Apple CEO Tim Cook says that customers’ feedback on App Tracking Transparency is “overwhelmingly positive”. He reiterated that privacy is a basic human right and no one should get decide how users’ data is shared, not Apple or any other company.
Apple introduced the new privacy feature ‘App Tracking Transparency’ (ATT) in iOS 14.5 and for the first time, iPhone users go to decide if they want apps to track their online activity across third-party apps and websites by opting-in app tracking. Although the feature is designed to give users control of their data, it drastically impacts the ad revenue of digital advertisers like Facebook who often use invasive means to track users’ activity to show targetted ads.
Therefore, since the announcement of the App Tracking Transparency feature, Facebook (now called Meta) and other digital advertisers have strongly criticized and opposed it. Recently at its earnings call, Meta CEO Mark Zuckerburg bemoaned $29 billion ad revenue as headwind of ATT feature. He also said that Apple’s ATT is hurting millions of small businesses.
Unlike Facebook, Apple’s iOS consumers are satisfied with the App Tracking Transparency privacy feature
Analyst at Cowen & Company, Krish Sankar asked Mr.Cook about customers’ response to the App Tracking Transparency feature at the Q4 2021 earnings call. He said:
The feedback from customers is overwhelmingly positive. Customers appreciate having the option of whether they want to be tracked or not. And so the — there’s an outpouring of customer satisfaction there on the customer side. And the reason that we did this is that — as you know, if you followed us for a while, we believe strongly that privacy is a basic human right and we believed that for decades, not just in the last year or so.

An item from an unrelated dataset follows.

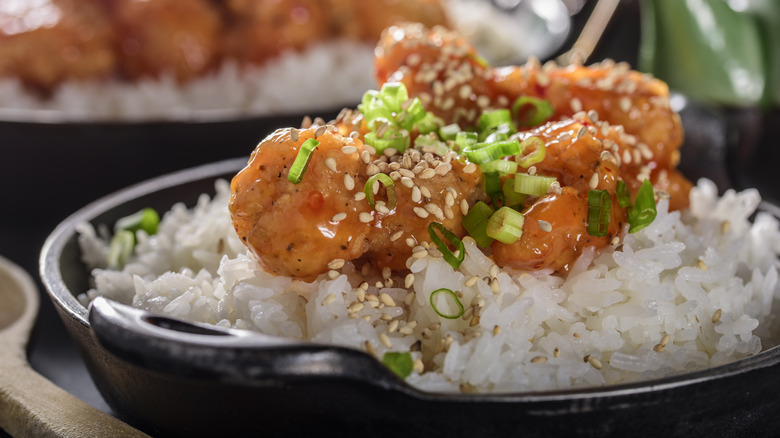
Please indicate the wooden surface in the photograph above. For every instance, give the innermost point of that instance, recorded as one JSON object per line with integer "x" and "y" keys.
{"x": 30, "y": 404}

And we’ve historically rolled out more and more features over time for — to place the decision of whether to share data and what data to share in the hands of the user where we believe that it belongs. We don’t think that’s Apple’s role to decide, and we don’t think that’s another company’s role to decide, but rather the individual who owns the data itself. And so that’s our motivation there. There’s no other motivation.